Wednesday, August 24, 2016

Data Center Links, August 23, 2016

Data Center Links for 8/23/2016.

Here are some (mostly) recent things I found interesting:


  • Avere and Cycle Computing integrate for hybrid HPC in the cloud.  Avere Systems and Cycle Computing announced a technology integration that enables hybrid high performance computing in popular public cloud computing environments. By combining the CycleCloud with Avere's vFXT Edge filer users can launch an Avere tiered file system on demand linked directly with the CycleCloud managed scalable compute nodes through cloud providers like AWS, Google and Microsoft Azure.
  • U.S. DOE awards $34 million to protect power grid.  The U.S. Department of Energy has awarded $34 million to help protect critical infrastructures, specifically the smart grid. The funds cover 12 projects in the Office of Electricity Delivery and Energy Reliability's Cybersecurity of Energy of Delivery Systems (CEDS), and is intended to help develop new solutions to protect critical infrastructure in the energy industry.
  • U.S. approves handover of IANA to ICANN. The National Telecommunications and Information Administration (NTIA) has approved a plan to hand control of the Internet Assigned Numbers Authority) contract to the Internet Corporation for Assigned Names and Numbers (ICANN). ICANN has run IANA functions - DNS, IP addresses and protocols - since incorporation in 1999. 
  • NVIDIA Parker - SoC for autonomous vehicles. At the #hotchips conference NVIDIA announced Parker, a new mobile processor that the company hopes will power the next generation of autonomous vehicles. Built around the Pascal GPU architecture and NVIDIA's Denver CPU architecture, the company says it will deliver "up to 1.5 teraflops of performance for deep learning-based self-driving AI cockpit systems." NVIDIA CEO Jen-Hsun Huang delivered a supercomputer to OpenAI, a non-profit founded by Tesla's Elon Musk. 

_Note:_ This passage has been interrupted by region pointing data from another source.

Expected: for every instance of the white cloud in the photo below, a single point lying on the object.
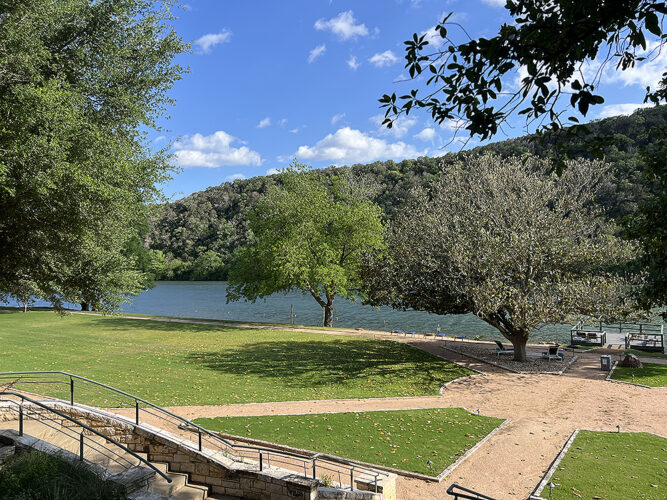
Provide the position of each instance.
(233, 177)
(316, 52)
(215, 150)
(336, 118)
(347, 146)
(399, 128)
(646, 73)
(621, 109)
(210, 40)
(343, 26)
(381, 60)
(426, 135)
(495, 3)
(433, 37)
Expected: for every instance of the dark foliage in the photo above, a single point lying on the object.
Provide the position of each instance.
(196, 236)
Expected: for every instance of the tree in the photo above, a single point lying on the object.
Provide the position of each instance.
(80, 83)
(649, 224)
(564, 46)
(310, 235)
(503, 239)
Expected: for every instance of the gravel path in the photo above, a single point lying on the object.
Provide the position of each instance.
(544, 410)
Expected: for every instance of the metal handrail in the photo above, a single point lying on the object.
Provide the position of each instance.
(466, 493)
(372, 474)
(78, 423)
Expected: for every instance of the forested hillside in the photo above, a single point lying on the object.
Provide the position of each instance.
(194, 238)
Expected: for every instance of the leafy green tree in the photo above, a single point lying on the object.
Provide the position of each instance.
(649, 224)
(310, 233)
(503, 239)
(80, 83)
(553, 40)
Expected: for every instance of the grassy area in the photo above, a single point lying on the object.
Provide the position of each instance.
(653, 374)
(185, 364)
(404, 439)
(610, 465)
(646, 354)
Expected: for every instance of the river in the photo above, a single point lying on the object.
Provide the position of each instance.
(207, 299)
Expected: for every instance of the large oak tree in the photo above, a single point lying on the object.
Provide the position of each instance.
(310, 234)
(81, 82)
(509, 242)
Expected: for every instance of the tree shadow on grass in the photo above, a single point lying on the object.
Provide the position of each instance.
(319, 363)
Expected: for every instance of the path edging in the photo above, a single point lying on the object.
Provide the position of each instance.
(554, 465)
(400, 472)
(609, 379)
(498, 365)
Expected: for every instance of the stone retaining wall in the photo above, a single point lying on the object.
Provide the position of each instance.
(222, 475)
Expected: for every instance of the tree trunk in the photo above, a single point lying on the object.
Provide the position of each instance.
(328, 313)
(519, 344)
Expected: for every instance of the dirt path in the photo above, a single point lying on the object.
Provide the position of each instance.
(544, 410)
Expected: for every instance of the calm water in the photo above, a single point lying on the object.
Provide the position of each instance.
(207, 299)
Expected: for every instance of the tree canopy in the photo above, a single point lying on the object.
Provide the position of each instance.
(215, 220)
(562, 48)
(310, 234)
(80, 83)
(509, 242)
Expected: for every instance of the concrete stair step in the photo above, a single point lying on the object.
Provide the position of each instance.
(5, 453)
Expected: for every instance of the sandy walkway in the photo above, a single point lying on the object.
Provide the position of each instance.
(544, 410)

  • SKA Science Data Processor (big data meet big compute). A prototype part of the software system to manage data from the Square Kilometer Array (SKA) telescope has run on the Tiahnhe-2 supercomputer - currently the second best supercomputer in the world.   Deemed the world's largest science project, the SKA data processing system will ingest data from more than a quarter of a million antennas. 

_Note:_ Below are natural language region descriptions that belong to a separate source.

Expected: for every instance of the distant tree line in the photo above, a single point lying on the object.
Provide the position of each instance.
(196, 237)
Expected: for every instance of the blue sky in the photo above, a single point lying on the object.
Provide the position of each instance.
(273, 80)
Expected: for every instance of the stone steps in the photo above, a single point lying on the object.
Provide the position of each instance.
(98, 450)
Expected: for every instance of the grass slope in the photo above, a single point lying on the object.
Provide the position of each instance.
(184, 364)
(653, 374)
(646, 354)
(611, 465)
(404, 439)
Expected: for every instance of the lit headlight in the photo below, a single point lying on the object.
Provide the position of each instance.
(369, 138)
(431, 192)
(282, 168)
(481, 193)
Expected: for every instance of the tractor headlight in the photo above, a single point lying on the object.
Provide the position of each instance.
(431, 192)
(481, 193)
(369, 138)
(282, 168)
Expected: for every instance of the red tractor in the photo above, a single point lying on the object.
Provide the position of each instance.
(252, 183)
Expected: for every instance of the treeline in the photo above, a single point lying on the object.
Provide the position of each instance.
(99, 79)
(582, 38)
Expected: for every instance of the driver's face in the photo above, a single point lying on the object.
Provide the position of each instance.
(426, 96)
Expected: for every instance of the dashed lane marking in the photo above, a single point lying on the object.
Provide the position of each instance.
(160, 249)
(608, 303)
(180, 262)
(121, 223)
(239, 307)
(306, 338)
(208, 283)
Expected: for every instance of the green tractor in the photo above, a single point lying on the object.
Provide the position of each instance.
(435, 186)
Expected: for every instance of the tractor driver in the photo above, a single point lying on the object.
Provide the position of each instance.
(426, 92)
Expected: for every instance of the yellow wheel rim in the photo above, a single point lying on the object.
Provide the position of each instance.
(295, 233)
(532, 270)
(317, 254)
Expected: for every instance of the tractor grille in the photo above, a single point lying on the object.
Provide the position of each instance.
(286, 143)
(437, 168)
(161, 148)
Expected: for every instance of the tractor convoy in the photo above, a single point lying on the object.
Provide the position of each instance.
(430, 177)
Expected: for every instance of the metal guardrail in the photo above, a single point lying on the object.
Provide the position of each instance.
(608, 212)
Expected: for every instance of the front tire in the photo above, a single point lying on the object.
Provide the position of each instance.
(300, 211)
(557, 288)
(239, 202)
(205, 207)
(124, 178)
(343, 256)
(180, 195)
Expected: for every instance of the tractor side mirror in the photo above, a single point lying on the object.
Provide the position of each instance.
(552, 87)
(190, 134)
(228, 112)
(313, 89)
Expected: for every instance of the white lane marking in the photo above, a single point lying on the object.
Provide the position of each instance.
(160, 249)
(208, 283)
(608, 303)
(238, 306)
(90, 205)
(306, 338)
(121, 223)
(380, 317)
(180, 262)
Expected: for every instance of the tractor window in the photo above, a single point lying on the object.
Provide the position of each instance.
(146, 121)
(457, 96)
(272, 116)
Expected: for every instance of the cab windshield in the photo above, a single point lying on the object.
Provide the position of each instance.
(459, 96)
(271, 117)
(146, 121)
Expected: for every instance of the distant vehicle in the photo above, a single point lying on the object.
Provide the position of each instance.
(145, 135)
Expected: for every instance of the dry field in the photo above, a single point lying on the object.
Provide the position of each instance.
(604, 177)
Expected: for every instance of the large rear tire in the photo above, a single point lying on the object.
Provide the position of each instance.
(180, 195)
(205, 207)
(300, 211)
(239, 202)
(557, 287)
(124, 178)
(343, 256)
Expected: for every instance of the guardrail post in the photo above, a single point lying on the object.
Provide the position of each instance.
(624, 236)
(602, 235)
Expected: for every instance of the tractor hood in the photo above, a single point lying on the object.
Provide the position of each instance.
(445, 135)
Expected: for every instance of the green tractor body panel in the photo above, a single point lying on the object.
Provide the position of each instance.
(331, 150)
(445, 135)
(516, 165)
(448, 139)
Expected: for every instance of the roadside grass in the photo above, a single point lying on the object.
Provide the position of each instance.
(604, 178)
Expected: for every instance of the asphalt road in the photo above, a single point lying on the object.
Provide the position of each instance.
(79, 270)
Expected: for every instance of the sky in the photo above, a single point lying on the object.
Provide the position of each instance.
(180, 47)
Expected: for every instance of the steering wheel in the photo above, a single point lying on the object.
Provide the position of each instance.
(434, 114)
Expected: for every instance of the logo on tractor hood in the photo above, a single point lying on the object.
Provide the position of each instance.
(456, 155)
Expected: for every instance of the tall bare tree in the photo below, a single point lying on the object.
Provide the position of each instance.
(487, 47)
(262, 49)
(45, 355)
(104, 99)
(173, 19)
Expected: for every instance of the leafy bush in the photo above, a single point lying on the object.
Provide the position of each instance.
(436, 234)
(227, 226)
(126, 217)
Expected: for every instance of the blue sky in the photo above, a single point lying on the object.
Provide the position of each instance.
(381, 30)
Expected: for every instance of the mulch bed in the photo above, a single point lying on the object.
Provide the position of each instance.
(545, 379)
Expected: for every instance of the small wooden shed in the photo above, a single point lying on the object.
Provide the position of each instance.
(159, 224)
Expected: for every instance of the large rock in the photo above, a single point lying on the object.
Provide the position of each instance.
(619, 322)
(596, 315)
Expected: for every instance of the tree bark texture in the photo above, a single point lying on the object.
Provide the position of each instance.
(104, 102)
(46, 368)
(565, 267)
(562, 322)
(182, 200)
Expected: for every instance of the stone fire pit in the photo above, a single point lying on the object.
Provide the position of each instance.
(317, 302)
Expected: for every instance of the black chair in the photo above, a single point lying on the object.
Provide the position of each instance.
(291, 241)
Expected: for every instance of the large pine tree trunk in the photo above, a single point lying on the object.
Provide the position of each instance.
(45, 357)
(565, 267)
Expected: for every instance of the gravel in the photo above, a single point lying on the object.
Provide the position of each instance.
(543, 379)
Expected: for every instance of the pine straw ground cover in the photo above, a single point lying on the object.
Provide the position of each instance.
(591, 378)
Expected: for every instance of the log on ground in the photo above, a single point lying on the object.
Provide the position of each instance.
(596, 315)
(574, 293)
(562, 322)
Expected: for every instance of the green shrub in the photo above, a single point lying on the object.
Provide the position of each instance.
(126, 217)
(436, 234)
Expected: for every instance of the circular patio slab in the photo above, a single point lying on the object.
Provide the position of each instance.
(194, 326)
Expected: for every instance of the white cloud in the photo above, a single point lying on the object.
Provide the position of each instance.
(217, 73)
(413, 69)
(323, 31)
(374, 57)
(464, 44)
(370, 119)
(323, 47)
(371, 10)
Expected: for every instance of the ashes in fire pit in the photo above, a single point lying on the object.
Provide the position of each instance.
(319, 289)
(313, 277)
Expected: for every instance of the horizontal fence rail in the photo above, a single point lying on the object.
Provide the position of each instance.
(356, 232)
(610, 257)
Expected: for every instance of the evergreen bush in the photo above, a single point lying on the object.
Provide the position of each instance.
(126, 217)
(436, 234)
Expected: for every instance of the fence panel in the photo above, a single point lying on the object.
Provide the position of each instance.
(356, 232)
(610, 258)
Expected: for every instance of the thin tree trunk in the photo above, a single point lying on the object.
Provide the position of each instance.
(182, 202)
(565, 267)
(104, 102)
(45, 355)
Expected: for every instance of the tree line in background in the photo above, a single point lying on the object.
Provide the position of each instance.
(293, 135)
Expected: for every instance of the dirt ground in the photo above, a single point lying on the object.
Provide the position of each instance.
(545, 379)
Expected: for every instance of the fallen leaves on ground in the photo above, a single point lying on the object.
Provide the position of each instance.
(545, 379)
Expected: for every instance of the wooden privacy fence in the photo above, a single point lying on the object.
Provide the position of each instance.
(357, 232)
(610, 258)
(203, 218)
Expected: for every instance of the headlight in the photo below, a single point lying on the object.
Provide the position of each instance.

  • CyrusOne and the REIT sector. Seeking Alpha has a nice look at data center REIT CyrusOne and their record leasing quarter - and a bullish thesis on the company and its future. 

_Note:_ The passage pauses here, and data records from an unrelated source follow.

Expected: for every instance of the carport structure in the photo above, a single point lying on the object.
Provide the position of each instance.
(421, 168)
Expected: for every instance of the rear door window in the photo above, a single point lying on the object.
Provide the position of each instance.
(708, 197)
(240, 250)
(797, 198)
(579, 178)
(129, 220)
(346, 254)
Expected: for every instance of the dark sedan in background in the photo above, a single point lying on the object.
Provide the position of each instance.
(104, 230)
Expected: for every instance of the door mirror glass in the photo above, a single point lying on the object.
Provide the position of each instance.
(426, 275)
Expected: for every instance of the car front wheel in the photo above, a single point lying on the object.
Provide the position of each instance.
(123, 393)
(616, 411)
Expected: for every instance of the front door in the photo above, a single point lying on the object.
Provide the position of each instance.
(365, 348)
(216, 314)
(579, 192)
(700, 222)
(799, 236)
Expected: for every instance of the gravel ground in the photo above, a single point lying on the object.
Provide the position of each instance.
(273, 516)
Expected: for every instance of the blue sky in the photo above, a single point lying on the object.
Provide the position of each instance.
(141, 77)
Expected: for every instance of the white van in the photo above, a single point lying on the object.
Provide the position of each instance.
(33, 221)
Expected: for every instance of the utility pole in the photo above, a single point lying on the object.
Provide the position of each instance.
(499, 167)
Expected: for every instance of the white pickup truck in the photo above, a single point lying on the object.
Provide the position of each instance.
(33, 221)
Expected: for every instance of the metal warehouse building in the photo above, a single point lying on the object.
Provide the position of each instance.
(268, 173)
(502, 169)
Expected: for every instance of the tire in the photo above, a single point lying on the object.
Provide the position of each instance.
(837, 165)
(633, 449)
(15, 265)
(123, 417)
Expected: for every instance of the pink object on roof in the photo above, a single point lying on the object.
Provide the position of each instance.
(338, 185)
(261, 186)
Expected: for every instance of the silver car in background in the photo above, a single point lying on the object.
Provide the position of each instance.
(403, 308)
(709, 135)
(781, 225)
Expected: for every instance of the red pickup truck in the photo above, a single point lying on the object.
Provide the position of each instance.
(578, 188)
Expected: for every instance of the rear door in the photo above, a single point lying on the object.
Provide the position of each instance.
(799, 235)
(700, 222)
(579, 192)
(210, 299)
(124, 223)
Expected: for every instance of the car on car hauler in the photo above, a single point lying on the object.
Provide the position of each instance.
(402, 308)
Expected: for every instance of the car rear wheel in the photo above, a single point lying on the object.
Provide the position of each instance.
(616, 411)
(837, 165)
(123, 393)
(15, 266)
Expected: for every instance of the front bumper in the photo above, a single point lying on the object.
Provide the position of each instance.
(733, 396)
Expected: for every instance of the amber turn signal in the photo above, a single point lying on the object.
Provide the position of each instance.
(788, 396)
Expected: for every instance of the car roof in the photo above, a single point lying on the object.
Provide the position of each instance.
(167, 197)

  • Intel to Fab ARM.  I had to check that headline a few times - but yes, Intel Custom Foundry will now "offer access to ARM Artisan physical IP, including POP IP, based on the most advanced ARM cores and Cortex series processors. Intel also told of several foundry success stories from LG Electronics, Spreadtrum, Achronix Semiconductor, Netronome and Altera.